Пример 5. Заражение клеток насекомых Sf21 рекомбинантным вирусом.Example 5. Infection of insect cells with Sf21 recombinant virus.
200 мкл размороженного вирусного материала с титром 107 наносят на монослой клеток насекомых Sf21 в матрасе для культивирования объемом 25 мл. Инкубируют 30 мин при комнатной температуре. После инкубации добавляют 2 мл среды Грейса с 10% ЭСК. Инкубируют при 28 оС в течение 2-3 суток. Далее клетки ресуспендируют интенсивным пипетированием и центрифугируют 5 мин при 5000 g. Осветленный супернатант анализируют в тесте на способность ингибировать защитное действие hIFNg от вируса энцефаломиокардита мышей (ВЭМКМ) на культуре клеток легкого из эмбриона человека L68.200 μl of thawed viral material with a titer of 10 7 is applied to a monolayer of Sf21 insect cells in a 25 ml culture mattress.
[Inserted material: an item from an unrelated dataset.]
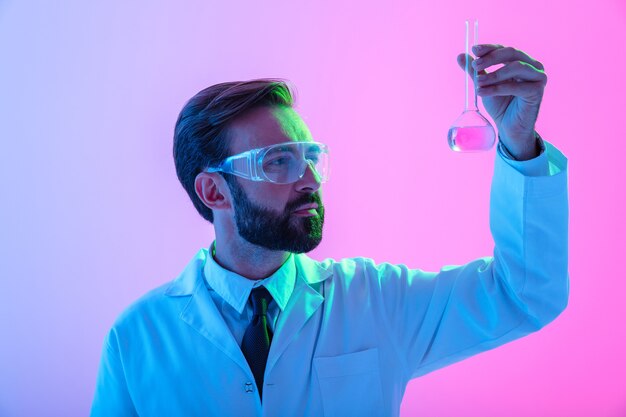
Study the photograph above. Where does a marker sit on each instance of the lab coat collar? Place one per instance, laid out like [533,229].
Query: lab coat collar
[308,270]
[202,314]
Incubated for 30 minutes at room temperature. After incubation, add 2 ml of Grace medium with 10% ESC. Incubated at 28 about C for 2-3 days. Then the cells are resuspended by intensive pipetting and centrifuged for 5 min at 5000 g. The clarified supernatant is analyzed in a test for the ability to inhibit the protective effect of hIFNg from mouse encephalomyocarditis virus (VEMCM) on a lung cell culture from a human L68 embryo.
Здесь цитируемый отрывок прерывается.